Court is tolerant of all people however much she may disagree with their views. And surely that is how we want to live.
Rowen D’Souza is the organiser of the ‘Glam Slam’, an LGBT-inclusive tournament, said, ‘‘In person, Mrs Court is a delightful person and it was really nice to have a chat and she listened attentively. And it’s true, when she says she doesn’t hate us – I believe that as well.’’
But it seems there is a lot of hate for Court and where will it end, I ask. Do we ban Wagner’s music, as Israel has done (that’s the country, not Folau), and abolish the Bayreuth Festival, because Wagner was an antiSemite and many other unpleasant things.
Do we stop reading TS Eliot for his Jewish slurs, and cast out VS Naipaul because he was an alleged fascist; Mark Twain used the ‘n’ word; Rudyard Kipling is branded a racist imperialist despite much contrary evidence in his work; George Orwell called Auden and Spender ‘‘gutless pansies’’ and Hemingway wrote in a letter; ‘‘the Royal Road to quick Literary success is through the entrance to the colon. Gaw it disgusts a male.’’
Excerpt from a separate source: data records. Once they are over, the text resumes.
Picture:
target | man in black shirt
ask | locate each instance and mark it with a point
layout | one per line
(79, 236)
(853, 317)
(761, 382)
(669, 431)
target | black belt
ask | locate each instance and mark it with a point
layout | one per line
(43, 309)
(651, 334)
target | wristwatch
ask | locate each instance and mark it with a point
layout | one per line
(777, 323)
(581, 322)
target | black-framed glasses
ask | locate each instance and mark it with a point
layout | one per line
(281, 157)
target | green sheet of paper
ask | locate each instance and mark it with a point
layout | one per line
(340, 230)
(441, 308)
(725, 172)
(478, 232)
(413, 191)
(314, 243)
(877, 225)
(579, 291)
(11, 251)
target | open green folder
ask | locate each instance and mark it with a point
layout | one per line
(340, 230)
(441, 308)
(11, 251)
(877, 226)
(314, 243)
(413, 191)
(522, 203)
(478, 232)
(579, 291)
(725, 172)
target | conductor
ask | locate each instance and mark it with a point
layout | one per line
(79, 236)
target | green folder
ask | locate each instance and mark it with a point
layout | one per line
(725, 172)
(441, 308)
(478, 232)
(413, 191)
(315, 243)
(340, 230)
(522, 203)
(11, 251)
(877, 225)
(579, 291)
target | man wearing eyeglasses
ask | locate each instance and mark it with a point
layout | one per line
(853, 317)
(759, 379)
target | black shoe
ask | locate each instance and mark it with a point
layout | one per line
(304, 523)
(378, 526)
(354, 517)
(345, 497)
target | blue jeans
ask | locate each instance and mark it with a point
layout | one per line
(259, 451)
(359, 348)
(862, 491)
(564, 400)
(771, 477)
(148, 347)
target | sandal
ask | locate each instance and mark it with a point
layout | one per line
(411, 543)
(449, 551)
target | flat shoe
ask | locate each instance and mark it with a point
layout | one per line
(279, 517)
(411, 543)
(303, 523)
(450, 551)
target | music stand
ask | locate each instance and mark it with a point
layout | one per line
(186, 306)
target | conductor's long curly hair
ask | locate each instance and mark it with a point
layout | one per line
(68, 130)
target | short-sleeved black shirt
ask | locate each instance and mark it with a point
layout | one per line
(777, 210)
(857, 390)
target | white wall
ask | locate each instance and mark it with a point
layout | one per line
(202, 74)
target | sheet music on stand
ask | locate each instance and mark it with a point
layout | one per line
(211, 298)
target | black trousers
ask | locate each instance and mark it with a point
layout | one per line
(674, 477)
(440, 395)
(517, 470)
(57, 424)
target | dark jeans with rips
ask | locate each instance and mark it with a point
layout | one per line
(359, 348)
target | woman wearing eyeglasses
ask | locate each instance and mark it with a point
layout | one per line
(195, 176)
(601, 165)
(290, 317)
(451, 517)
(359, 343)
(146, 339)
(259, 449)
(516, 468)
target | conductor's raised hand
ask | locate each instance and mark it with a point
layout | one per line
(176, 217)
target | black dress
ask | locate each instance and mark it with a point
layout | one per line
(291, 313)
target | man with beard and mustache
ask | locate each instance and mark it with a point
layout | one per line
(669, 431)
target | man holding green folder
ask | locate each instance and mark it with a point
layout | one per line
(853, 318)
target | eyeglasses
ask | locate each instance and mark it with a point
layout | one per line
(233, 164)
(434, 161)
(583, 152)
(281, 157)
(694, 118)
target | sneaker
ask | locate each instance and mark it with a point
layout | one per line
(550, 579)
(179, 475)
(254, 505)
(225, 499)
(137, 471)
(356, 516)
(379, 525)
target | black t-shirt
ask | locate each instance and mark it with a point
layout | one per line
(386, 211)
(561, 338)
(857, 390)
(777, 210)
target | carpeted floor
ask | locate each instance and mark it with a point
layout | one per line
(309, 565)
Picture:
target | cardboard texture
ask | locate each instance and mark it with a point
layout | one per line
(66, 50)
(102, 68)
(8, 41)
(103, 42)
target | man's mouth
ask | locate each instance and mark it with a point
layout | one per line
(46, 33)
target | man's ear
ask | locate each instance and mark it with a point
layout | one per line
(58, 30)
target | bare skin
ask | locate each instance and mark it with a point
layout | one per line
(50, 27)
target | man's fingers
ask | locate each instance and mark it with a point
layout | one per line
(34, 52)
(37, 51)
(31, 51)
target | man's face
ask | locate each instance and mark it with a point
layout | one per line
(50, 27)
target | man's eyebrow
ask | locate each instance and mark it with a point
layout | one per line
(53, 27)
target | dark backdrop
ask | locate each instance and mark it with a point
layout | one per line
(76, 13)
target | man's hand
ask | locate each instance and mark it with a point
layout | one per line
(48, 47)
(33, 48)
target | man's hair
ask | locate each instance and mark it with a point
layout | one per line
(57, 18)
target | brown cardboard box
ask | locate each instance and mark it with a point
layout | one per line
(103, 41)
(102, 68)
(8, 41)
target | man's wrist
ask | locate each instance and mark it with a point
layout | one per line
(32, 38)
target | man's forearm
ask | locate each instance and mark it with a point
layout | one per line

Let’s throw their books and musical scores onto the Australian bushfires. Let’s side with the Royal Mint’s Advisory Committee who rejected an Enid Blyton commemorative coin on the 50th anniversary of her death because she was ‘‘racist, sexist, homophobic and not a very-well regarded writer.’’
Ooh, that last bit gives it away. Not well-regarded by whom? Not well regarded by the millions of children she has enchanted and helped along the road of reading, of whom I am one.
Blyton is the fourth most translated writer after Shakespeare, Agatha Christie, who also used the ‘n’ word in the title of a book, and Jules Verne. Oh, the ghastly snobbery of these Woke witches and warlocks.
We could say that George, in Blyton’s the Famous Five, is the first trans literary character, ha, ha. But humour is never OK in these situations. We must walk with pursed lips and pinched eyes down the highway of political correctness and strike out at free speech whenever it tries to stick its ugly head out of the hedgerows.
Well not me. My vision is to see Serena Williams and Margaret Court and Martina Navratilova embrace in a supreme triumvirate of mutual tolerance and love.
My vision is that the only bullets they shoot at each other is from the chambers of their hearts. It may be daft, hippy nonsense, but is it really that impossible?